Dear President Trump,
I’ve decided writing to you and sending us all loving-kindness meditations has become too important to me to let go of yet. Besides, it’s highly likely I would become impossible to be around if I didn’t have these letters as an outlet for my frustration, dismay, and anxiety over what’s going on and what we are at grave risk of becoming. So here we are whether you know it or not.
The thing I want to raise up today is the issue of cruel and unusual punishment. I was talking with someone recently who has a brother in prison. He was sentenced to 25 years and since he was incarcerated 12 years ago he’s mostly been in solitary confinement for various rule infractions. He’s alone for 23 hours a day and gets one phone call a month. He is essentially confined in a cage alone with no human contact nearly all day for months on end, but really he is not alone in this. The most recent estimate of the number of people in solitary confinement in the US I could find is from 2012 and the number on any given day then was about 80,000. So really, although cruel, this punishment is quite usual.
Cruel and unusual punishment includes torture, deliberately degrading punishment, or punishment that is too severe for the crime committed. It was supposed to be banned by the Eighth Amendment in 1791.

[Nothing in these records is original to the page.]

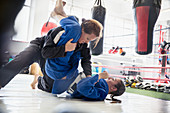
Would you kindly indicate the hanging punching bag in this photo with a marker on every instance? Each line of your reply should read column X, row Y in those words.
column 98, row 13
column 146, row 14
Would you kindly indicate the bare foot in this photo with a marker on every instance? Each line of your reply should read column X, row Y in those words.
column 35, row 81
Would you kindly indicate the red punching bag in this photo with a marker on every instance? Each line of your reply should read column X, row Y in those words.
column 46, row 27
column 146, row 14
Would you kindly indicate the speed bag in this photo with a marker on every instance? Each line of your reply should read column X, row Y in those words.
column 146, row 14
column 98, row 13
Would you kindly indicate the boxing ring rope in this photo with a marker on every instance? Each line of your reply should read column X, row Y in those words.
column 122, row 76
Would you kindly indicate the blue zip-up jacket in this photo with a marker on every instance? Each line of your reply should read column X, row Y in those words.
column 57, row 68
column 91, row 88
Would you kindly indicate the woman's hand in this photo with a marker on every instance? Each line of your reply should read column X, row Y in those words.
column 70, row 46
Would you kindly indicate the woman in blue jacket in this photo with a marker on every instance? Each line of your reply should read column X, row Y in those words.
column 62, row 71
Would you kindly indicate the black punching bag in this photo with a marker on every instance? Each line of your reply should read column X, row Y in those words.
column 98, row 13
column 146, row 14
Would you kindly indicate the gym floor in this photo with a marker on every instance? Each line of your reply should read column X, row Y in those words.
column 18, row 97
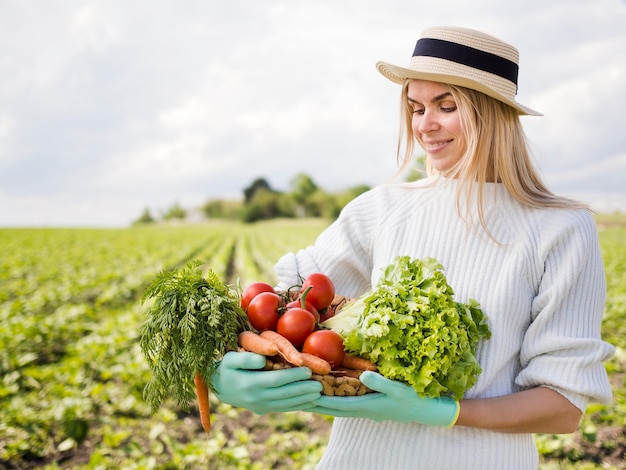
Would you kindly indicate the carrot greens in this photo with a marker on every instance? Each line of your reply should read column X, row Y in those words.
column 193, row 321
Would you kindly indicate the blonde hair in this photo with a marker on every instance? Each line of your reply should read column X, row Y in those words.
column 496, row 151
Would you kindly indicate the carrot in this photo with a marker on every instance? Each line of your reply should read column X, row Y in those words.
column 250, row 341
column 316, row 364
column 202, row 392
column 285, row 348
column 358, row 363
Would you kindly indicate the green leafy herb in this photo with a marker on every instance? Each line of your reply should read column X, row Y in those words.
column 192, row 323
column 414, row 330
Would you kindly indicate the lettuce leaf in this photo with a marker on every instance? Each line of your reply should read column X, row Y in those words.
column 413, row 329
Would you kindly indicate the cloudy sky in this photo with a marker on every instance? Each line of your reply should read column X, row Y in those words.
column 108, row 107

I read an NPR article about a prison in North Dakota that has completely revamped how they handle solitary confinement, having realized it was not helping inmates change for the better at all. First, they stopped using it for minor rule violations, but do use it to address dangerous behavior. Second, they changed how it is structured so it includes more recreation time and several hours every day learning new skills and focusing on behavior change. The guards report that the number of violent incidents has decreased from 3 or 4 a week to 1 or 2 a year. North Dakota doesn’t face all the challenges that other state prison systems do (gang violence and sheer size). Still, there are lessons that could be extrapolated and changes that could be made if we had the will to reset and stop treating each other like expendable pieces of garbage and started valuing each one of us as the unique, invaluable, if troubled, works of art we are.
May we be safe to rethink old methods that really don’t work.
May we be happy to let go of being punitive.
May we focus instead on building health and facilitating growth.
May we be become a people that values people.